Typically, Fancy Bear targets individuals with phishing attacks. In these attacks, fake emails are sent to unsuspecting victims that are designed to lure them to click on a link that prompts them to enter or re-enter a password or to click on a file, which then embeds malicious code that exposes files and keystrokes to the Russian hacker group.

In the case of the Democratic Party hack in 2016, high-ranking members of the party were sent seemingly authentic fake emails that asked them to reset their Gmail passwords. The password reset link took them to a fake, but authentic-looking, Google page, where the GRU hackers captured user passwords and downloaded malicious code onto their computers. In total, 20 people clicked on the link.

With access to these computers, hackers were able to get sensitive emails, and eventually accessed the party’s voter analytics, which later enabled them to use social media to help suppress votes in key districts using fake news and disinformation.
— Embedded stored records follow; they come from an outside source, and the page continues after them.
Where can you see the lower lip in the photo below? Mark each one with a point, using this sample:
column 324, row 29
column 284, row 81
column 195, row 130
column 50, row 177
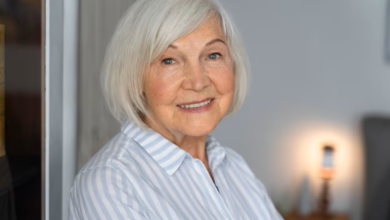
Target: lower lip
column 197, row 110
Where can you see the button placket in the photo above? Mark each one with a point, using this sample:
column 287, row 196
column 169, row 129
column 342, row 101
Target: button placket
column 201, row 169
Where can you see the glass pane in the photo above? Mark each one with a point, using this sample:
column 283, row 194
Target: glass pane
column 20, row 109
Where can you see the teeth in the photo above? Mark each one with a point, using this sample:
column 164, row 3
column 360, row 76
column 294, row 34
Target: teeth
column 197, row 105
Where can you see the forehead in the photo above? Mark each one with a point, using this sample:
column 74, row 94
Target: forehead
column 208, row 30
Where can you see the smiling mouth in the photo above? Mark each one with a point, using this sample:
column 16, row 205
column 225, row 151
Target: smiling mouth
column 196, row 105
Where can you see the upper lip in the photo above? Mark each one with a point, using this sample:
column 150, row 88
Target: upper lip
column 195, row 102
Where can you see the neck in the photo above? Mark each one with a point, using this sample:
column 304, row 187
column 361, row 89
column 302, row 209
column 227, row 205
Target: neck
column 194, row 145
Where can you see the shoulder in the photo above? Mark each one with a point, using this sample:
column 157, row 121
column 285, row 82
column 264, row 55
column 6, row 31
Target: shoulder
column 111, row 161
column 238, row 161
column 104, row 182
column 117, row 150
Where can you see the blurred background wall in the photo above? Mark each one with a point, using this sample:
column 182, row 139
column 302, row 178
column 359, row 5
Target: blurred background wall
column 317, row 68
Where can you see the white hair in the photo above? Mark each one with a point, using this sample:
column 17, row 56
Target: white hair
column 143, row 34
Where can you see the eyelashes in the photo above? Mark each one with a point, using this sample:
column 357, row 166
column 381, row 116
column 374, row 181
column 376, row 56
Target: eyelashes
column 170, row 61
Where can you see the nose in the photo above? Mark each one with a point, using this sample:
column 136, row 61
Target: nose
column 196, row 77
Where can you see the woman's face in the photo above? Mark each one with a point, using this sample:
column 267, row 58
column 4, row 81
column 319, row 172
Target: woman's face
column 191, row 85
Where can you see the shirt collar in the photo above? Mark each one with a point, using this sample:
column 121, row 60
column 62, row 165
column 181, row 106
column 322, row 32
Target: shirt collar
column 168, row 155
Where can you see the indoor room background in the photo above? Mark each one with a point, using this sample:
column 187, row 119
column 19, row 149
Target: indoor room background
column 318, row 68
column 320, row 76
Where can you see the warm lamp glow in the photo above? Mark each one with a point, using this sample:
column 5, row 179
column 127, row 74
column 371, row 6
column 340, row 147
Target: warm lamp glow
column 327, row 169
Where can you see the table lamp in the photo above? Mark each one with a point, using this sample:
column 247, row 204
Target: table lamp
column 327, row 172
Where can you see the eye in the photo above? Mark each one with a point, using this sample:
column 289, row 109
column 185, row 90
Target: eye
column 214, row 56
column 167, row 61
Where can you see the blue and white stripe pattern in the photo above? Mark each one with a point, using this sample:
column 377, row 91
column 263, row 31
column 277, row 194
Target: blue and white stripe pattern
column 142, row 175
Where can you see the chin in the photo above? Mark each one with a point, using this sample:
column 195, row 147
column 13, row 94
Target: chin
column 196, row 130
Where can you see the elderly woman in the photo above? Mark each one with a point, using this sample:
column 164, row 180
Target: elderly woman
column 172, row 71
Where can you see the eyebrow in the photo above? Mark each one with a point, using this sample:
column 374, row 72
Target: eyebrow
column 209, row 43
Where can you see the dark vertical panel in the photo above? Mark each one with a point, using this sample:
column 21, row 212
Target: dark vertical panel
column 22, row 109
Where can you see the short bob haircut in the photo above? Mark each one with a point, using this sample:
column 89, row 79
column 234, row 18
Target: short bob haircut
column 143, row 34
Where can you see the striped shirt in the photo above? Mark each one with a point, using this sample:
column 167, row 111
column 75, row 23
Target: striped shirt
column 141, row 175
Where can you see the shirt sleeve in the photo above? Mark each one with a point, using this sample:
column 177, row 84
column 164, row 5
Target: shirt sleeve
column 245, row 169
column 104, row 193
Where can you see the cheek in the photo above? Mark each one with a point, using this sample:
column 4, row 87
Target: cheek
column 161, row 91
column 224, row 81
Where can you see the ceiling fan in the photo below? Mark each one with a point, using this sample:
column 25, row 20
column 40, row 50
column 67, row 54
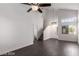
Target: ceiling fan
column 36, row 6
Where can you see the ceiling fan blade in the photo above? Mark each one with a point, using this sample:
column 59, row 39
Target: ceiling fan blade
column 29, row 10
column 40, row 10
column 45, row 4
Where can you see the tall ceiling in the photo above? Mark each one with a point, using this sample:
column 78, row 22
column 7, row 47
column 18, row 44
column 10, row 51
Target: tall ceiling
column 73, row 6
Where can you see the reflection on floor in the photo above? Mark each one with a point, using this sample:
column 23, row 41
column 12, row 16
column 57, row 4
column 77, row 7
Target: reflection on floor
column 50, row 47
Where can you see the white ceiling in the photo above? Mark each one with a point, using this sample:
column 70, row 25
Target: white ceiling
column 73, row 6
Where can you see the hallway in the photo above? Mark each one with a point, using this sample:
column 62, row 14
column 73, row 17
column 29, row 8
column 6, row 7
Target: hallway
column 50, row 47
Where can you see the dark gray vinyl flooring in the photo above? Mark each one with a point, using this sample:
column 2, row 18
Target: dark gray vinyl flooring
column 50, row 47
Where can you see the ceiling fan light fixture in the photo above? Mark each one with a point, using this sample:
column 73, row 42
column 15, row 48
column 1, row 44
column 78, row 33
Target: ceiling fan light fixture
column 34, row 8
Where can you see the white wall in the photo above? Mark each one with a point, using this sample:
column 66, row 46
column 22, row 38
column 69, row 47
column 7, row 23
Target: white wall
column 78, row 26
column 50, row 16
column 16, row 26
column 58, row 15
column 64, row 14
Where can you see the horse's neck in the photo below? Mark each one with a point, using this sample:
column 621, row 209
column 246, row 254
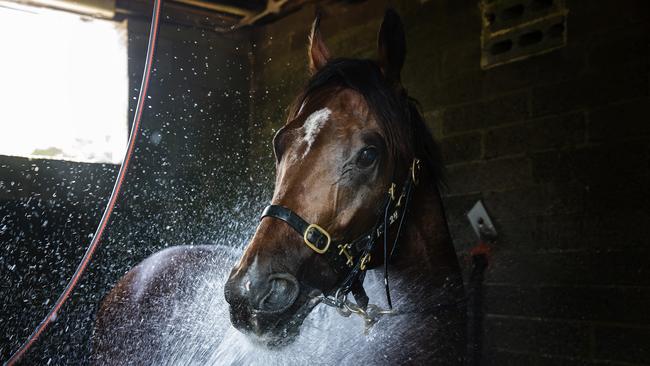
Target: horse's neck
column 425, row 251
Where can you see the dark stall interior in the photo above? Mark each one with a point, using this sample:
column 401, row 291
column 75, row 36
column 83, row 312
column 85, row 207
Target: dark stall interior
column 541, row 109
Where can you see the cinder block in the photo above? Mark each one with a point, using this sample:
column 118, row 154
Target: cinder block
column 547, row 133
column 487, row 113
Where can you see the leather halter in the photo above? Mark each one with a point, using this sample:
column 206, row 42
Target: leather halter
column 349, row 259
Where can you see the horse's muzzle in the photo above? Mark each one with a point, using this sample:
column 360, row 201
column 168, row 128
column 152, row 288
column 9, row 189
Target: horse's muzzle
column 256, row 303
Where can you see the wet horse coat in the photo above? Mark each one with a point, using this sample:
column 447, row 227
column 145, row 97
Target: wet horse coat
column 350, row 134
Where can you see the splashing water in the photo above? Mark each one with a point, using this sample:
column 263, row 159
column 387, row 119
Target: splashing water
column 192, row 330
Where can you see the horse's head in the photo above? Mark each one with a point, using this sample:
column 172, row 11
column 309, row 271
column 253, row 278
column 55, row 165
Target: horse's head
column 335, row 159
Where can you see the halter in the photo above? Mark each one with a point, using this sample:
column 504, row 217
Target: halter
column 349, row 259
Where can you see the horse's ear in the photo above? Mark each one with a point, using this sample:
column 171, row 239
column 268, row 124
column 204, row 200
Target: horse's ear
column 318, row 53
column 391, row 44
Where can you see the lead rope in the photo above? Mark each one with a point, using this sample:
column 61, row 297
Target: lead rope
column 51, row 316
column 386, row 286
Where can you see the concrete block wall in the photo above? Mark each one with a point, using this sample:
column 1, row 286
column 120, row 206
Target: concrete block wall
column 557, row 146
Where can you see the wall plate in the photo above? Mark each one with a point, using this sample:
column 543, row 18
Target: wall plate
column 481, row 223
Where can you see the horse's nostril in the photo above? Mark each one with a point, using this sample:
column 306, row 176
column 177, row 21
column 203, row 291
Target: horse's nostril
column 282, row 292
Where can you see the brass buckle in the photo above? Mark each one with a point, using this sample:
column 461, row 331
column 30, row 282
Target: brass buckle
column 364, row 260
column 415, row 169
column 313, row 245
column 344, row 251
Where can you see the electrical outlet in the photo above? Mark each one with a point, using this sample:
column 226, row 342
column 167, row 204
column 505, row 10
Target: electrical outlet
column 481, row 223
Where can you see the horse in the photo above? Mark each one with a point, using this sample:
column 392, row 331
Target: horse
column 356, row 212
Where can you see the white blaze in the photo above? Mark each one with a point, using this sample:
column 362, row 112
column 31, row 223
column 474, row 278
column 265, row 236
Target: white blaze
column 313, row 125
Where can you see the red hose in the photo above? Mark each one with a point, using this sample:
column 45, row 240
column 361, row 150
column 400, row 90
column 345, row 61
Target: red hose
column 153, row 35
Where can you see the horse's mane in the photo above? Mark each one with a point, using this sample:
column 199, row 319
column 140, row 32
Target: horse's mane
column 398, row 114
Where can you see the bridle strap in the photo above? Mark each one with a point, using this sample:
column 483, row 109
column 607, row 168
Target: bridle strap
column 312, row 234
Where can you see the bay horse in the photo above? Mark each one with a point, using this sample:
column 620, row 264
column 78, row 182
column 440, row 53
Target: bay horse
column 356, row 197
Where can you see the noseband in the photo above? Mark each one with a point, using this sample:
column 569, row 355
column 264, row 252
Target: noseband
column 349, row 259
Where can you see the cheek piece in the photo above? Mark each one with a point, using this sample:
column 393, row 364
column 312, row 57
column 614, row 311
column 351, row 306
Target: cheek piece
column 349, row 258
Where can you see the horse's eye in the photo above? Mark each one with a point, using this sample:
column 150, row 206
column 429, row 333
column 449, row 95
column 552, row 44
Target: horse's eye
column 367, row 157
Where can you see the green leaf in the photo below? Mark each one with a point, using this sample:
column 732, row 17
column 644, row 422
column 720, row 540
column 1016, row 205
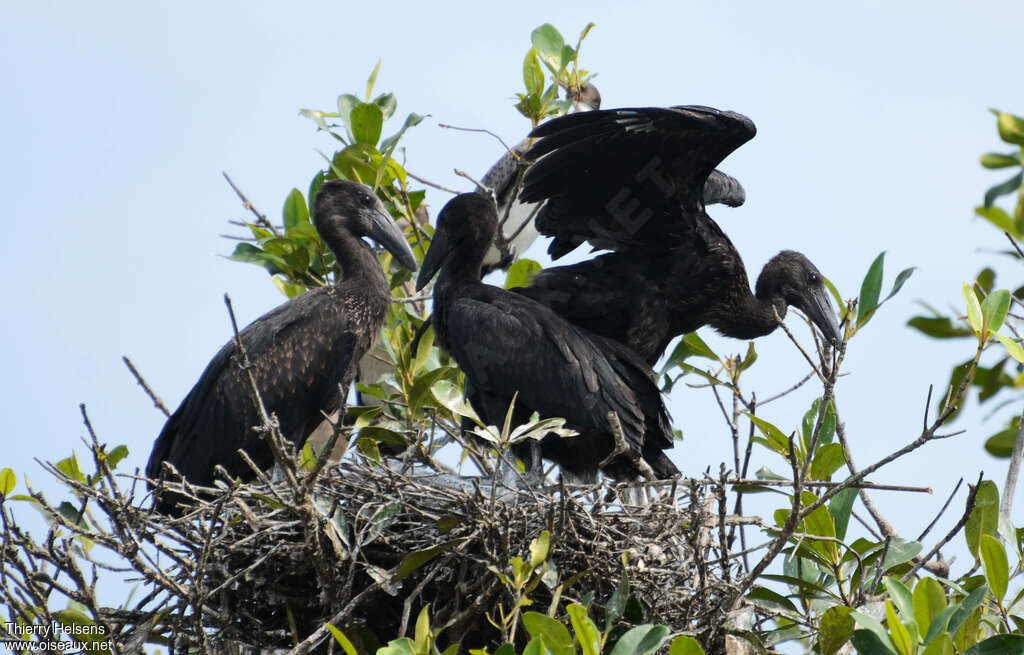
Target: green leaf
column 966, row 608
column 984, row 518
column 999, row 218
column 295, row 211
column 388, row 103
column 416, row 559
column 774, row 438
column 552, row 634
column 835, row 629
column 929, row 600
column 994, row 160
column 826, row 461
column 69, row 467
column 684, row 645
column 940, row 621
column 997, row 645
column 422, row 632
column 897, row 631
column 993, row 557
column 535, row 647
column 973, row 309
column 372, row 80
column 869, row 290
column 367, row 122
column 587, row 634
column 343, row 641
column 749, row 358
column 347, row 102
column 532, row 76
column 872, row 640
column 521, row 273
column 115, row 456
column 841, row 507
column 698, row 347
column 388, row 144
column 941, row 646
column 1004, row 188
column 1001, row 443
column 900, row 552
column 770, row 599
column 642, row 640
column 900, row 596
column 938, row 326
column 1011, row 127
column 7, row 482
column 549, row 45
column 994, row 308
column 1014, row 348
column 84, row 629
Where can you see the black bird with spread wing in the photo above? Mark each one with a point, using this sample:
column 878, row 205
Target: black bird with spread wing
column 509, row 344
column 636, row 181
column 300, row 352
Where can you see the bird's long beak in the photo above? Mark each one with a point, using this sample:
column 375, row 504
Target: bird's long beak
column 386, row 232
column 819, row 310
column 440, row 248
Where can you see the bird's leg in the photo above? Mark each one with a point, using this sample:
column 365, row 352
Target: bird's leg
column 535, row 466
column 624, row 448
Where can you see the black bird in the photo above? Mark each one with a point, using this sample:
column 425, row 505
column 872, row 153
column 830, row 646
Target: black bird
column 636, row 181
column 300, row 352
column 507, row 343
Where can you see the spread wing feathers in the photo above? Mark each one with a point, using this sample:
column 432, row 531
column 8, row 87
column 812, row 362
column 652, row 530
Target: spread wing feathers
column 613, row 295
column 300, row 352
column 723, row 189
column 621, row 178
column 557, row 368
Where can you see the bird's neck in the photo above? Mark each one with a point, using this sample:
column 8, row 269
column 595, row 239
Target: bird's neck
column 357, row 262
column 749, row 316
column 465, row 266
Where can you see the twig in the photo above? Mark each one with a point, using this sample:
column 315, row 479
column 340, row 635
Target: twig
column 924, row 561
column 821, row 483
column 1010, row 488
column 439, row 187
column 145, row 387
column 261, row 219
column 1013, row 242
column 476, row 129
column 942, row 511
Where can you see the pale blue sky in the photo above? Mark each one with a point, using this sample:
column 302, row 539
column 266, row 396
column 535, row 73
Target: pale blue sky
column 120, row 117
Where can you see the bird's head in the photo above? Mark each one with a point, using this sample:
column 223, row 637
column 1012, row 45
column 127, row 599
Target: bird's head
column 793, row 277
column 343, row 205
column 466, row 227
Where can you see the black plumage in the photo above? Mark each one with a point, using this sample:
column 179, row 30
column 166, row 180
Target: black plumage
column 636, row 181
column 300, row 351
column 509, row 344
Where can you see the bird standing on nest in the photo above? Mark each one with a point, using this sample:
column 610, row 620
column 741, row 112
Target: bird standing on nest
column 510, row 346
column 300, row 352
column 636, row 181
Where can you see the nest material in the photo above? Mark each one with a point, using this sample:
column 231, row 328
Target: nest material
column 372, row 546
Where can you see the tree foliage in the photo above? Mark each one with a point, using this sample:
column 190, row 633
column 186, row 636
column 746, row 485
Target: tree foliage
column 812, row 581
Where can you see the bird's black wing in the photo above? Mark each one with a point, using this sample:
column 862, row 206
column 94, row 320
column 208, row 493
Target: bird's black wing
column 508, row 344
column 300, row 352
column 630, row 177
column 614, row 295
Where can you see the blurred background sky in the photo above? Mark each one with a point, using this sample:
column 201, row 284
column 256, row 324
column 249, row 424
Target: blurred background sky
column 119, row 119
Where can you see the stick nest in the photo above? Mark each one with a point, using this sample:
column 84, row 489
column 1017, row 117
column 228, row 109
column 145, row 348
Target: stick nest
column 371, row 546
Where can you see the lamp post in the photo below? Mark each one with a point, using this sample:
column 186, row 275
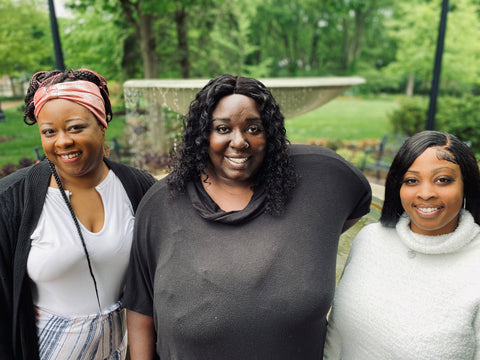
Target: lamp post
column 432, row 108
column 56, row 38
column 2, row 114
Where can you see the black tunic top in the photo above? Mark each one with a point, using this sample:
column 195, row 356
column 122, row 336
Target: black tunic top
column 244, row 284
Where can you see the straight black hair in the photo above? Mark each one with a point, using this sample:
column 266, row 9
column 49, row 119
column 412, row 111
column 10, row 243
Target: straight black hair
column 413, row 147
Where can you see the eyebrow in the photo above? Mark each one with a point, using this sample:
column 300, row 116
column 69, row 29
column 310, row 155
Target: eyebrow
column 253, row 118
column 434, row 171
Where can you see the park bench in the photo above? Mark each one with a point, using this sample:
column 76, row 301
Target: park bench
column 115, row 153
column 379, row 158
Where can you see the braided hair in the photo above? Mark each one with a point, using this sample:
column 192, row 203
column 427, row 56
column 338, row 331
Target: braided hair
column 45, row 78
column 277, row 174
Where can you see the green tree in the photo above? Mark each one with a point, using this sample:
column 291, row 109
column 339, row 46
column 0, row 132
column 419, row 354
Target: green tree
column 93, row 39
column 25, row 38
column 415, row 28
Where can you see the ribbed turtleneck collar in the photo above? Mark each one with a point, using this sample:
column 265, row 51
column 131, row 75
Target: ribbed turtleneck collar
column 465, row 232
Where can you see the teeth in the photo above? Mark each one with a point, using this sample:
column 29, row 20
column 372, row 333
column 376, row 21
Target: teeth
column 427, row 210
column 69, row 156
column 238, row 160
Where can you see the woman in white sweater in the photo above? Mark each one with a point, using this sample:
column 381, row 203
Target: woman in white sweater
column 411, row 289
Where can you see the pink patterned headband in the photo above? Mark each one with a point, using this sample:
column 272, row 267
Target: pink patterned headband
column 82, row 92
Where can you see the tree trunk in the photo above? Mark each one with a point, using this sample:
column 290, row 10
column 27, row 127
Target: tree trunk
column 354, row 43
column 410, row 85
column 183, row 50
column 143, row 25
column 148, row 47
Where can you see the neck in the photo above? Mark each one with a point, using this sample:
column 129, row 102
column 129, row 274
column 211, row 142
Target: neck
column 86, row 181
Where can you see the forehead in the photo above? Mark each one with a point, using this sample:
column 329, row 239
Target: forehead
column 63, row 109
column 434, row 158
column 236, row 103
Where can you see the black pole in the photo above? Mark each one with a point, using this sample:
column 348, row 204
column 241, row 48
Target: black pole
column 56, row 38
column 432, row 108
column 2, row 114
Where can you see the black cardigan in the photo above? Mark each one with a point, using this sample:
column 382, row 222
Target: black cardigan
column 22, row 196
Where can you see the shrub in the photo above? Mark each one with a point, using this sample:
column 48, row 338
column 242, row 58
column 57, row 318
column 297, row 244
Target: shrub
column 457, row 116
column 410, row 117
column 460, row 117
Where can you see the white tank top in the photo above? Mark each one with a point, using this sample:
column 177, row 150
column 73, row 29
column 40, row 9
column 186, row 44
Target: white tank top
column 62, row 283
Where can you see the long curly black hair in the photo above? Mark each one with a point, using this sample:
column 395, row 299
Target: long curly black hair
column 191, row 158
column 45, row 78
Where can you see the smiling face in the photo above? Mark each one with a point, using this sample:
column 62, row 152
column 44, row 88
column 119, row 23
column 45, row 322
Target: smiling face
column 432, row 193
column 71, row 138
column 237, row 140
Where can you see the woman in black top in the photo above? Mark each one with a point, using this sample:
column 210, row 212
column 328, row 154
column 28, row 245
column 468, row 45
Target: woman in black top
column 234, row 252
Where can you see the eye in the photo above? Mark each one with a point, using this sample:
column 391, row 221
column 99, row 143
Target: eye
column 47, row 132
column 410, row 181
column 444, row 180
column 76, row 128
column 222, row 129
column 255, row 129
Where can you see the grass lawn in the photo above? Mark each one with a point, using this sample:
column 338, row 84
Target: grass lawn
column 342, row 118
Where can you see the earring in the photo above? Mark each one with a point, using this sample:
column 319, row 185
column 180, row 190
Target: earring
column 106, row 148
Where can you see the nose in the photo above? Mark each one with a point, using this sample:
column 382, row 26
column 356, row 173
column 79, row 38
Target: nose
column 426, row 191
column 63, row 140
column 238, row 140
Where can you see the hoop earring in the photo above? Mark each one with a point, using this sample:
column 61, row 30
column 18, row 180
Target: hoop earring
column 106, row 148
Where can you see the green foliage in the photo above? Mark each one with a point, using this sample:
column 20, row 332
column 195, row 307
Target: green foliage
column 458, row 116
column 25, row 44
column 410, row 117
column 94, row 41
column 414, row 27
column 461, row 117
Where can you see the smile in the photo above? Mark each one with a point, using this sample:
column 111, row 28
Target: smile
column 427, row 210
column 70, row 156
column 238, row 161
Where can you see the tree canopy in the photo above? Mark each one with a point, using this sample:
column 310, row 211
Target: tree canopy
column 385, row 41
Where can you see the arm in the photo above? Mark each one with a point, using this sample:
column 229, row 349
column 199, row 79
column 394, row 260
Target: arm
column 348, row 224
column 332, row 349
column 6, row 288
column 141, row 336
column 476, row 328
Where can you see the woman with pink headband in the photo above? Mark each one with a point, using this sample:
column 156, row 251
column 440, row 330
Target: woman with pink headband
column 66, row 228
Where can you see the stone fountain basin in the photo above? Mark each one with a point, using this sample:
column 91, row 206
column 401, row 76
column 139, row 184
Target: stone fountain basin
column 296, row 96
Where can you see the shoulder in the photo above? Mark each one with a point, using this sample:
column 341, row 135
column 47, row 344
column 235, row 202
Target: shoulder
column 18, row 178
column 153, row 199
column 373, row 235
column 316, row 162
column 129, row 174
column 307, row 156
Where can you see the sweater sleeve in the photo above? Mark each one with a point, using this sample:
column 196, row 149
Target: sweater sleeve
column 332, row 349
column 476, row 328
column 6, row 289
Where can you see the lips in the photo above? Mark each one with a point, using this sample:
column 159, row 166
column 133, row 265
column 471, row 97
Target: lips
column 238, row 160
column 69, row 156
column 427, row 209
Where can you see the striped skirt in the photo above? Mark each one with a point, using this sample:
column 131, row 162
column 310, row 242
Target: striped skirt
column 99, row 336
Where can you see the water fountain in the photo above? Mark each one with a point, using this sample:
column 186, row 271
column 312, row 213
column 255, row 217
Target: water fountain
column 152, row 106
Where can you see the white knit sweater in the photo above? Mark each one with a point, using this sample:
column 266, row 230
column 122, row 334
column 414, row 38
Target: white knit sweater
column 408, row 296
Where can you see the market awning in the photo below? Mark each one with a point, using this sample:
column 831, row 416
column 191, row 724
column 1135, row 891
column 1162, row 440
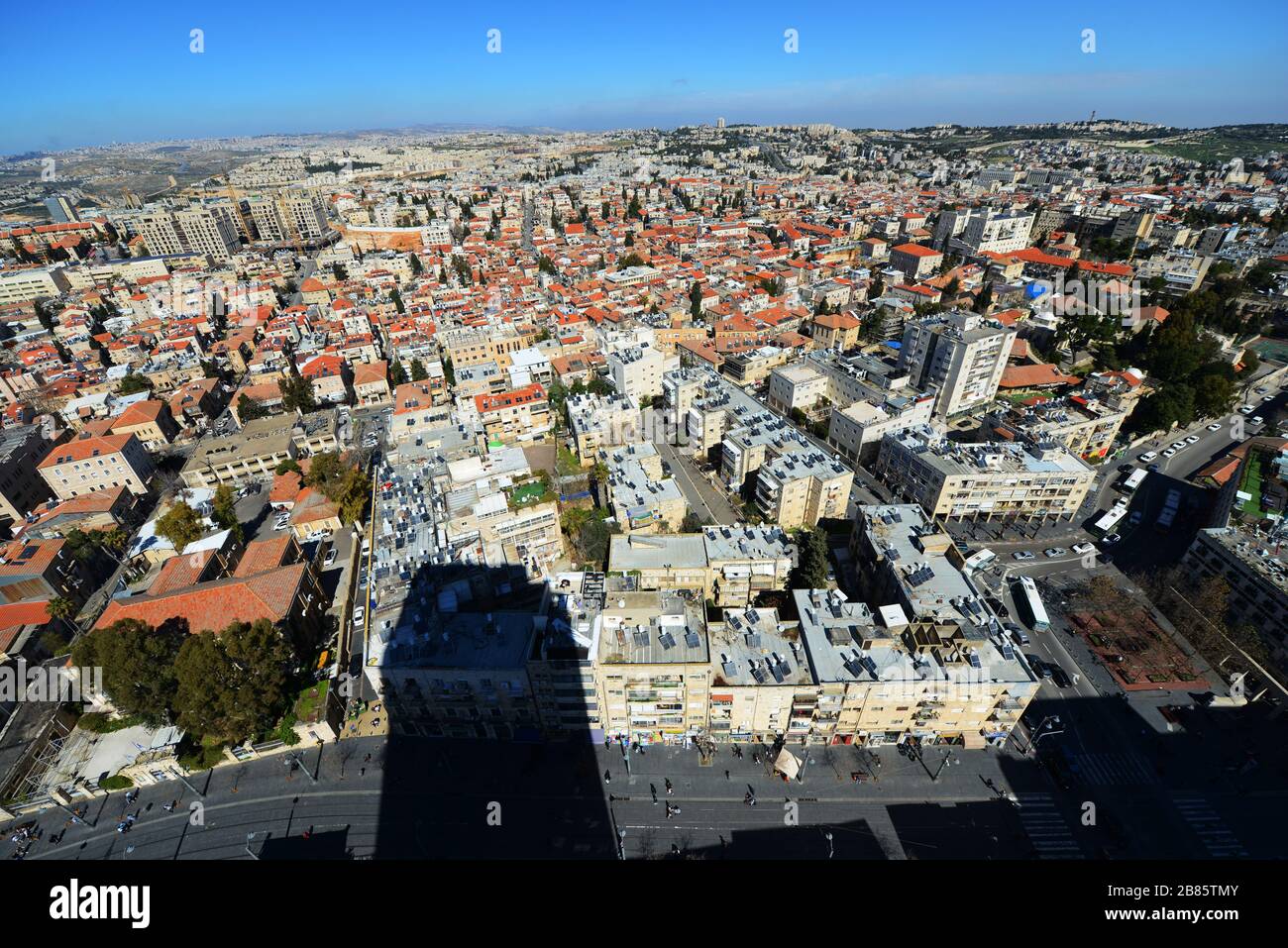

Stolen data can also be used to compromise specific candidates and manipulate party supporter lists—both on a federal and a riding level. The security of Canada’s election requires all political parties, both at the national and, most importantly, at the riding level to maintain robust cybersecurity protocols. While most of Canada’s national parties have consulted with the Canadian Centre for Cyber Security and claim to have robust security in place, it is the riding-level campaign data that could be at the greatest risk of being compromised.

Security protocols may be easier to maintain at the national campaign level, given that teams work closely together on a daily basis. Riding-level staff and volunteers may have varying degrees of technical knowledge, background, and understanding, which make them ideal targets for hacking and the theft of data. We should bear in mind that, in the Canadian election, malign foreign actors will likely target key ridings instead of the overall federal campaign. This makes riding-level security critically important.

All federal and provincial parties would be wise to train riding-level staff and volunteers about good cyber hygiene and impose strict security protocol checklists for anyone who requires access to donor and supporter lists as well as campaign emails. This should include encryption of data and emails, and the use of two-factor authentication for all logins (which is a password and an additional randomly produced password input sent through a second party app).

Canadian political parties and leaders are a target for Russia’s APT 28 and APT 29 now, and in the coming writ period. Robust cyber protocols will help defend against them.

Marcus Kolga is a documentary filmmaker, digital strategic communications specialist and expert on foreign disinformation. He is a senior fellow at the Macdonald-Laurier Institute Centre for Advancing Canada’s Interests Abroad.